Ombudsman recommends MIA over children living and working in streets
By Gvantsa Gabekhadze
Monday, August 31
The Public Defender of Georgia, Ucha Nanuashvili, has addressed the Minister of Internal Affairs with regards to the necessary protection measures for children living and working on the streets.
The Public Defender’s Office reads that the monitoring of Tbilisi and Rustavi transit centres, day centres and crisis intervention shelters, carried out by the Centre of Child’s Rights of the Public Defender's Office in 2014, revealed that the rights of children living and working on the street are not properly protected.
“The situation is particularly problematic in terms of protection of juveniles from violence, since in many cases the relevant authorities do not carry out adequate efforts or preventive measures,” Nanuashvili said.
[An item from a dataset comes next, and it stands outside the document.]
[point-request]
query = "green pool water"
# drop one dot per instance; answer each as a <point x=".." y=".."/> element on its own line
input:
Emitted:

Nanuashvili stresses that despite the fact that the state program on social rehabilitation and child care, adopted in 2014, defines the services oriented to the basic needs of children living and working on the street, the majority of children continue begging on the street in parallel with living in the shelter.
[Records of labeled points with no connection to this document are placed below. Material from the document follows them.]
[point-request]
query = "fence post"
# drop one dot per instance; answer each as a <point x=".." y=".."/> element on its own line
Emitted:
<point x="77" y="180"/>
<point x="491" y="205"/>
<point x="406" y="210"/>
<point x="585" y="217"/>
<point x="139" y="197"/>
“There are many cases when parents force children to leave shelters and get engaged in anti-public activities again,” Nanuashvili said.
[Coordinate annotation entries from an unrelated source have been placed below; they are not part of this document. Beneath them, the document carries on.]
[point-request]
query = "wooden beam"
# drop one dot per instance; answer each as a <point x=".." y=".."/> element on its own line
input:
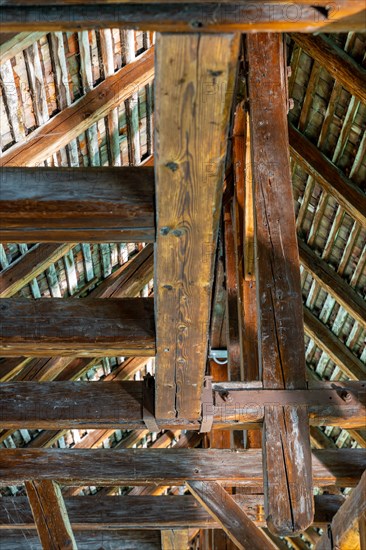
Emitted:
<point x="77" y="204"/>
<point x="93" y="328"/>
<point x="333" y="346"/>
<point x="189" y="158"/>
<point x="333" y="283"/>
<point x="50" y="515"/>
<point x="339" y="64"/>
<point x="342" y="467"/>
<point x="232" y="519"/>
<point x="118" y="404"/>
<point x="129" y="512"/>
<point x="72" y="121"/>
<point x="286" y="443"/>
<point x="344" y="531"/>
<point x="331" y="178"/>
<point x="30" y="265"/>
<point x="206" y="16"/>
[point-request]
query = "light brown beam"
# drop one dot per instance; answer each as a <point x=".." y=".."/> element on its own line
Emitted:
<point x="343" y="533"/>
<point x="72" y="121"/>
<point x="77" y="204"/>
<point x="189" y="176"/>
<point x="50" y="515"/>
<point x="286" y="444"/>
<point x="87" y="328"/>
<point x="339" y="64"/>
<point x="331" y="178"/>
<point x="232" y="519"/>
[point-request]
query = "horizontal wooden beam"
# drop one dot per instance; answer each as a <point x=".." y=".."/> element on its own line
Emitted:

He has emphasized that the monitoring carried out within the subprogram on Providing Shelters to Homeless Children and the proceedings ongoing in the Public Defender’s Office revealed that in most cases the Ministry of Internal Affairs cannot provide timely protection of children living and working on the street from abuse and neglect.
“In some cases the Ministry does not cooperate with mobile groups working on provision of children with shelters.
“The referral procedure is also problematic, which makes it difficult to work with children living and working on the street as well as to provide them with necessary services,” Nanuashvili said.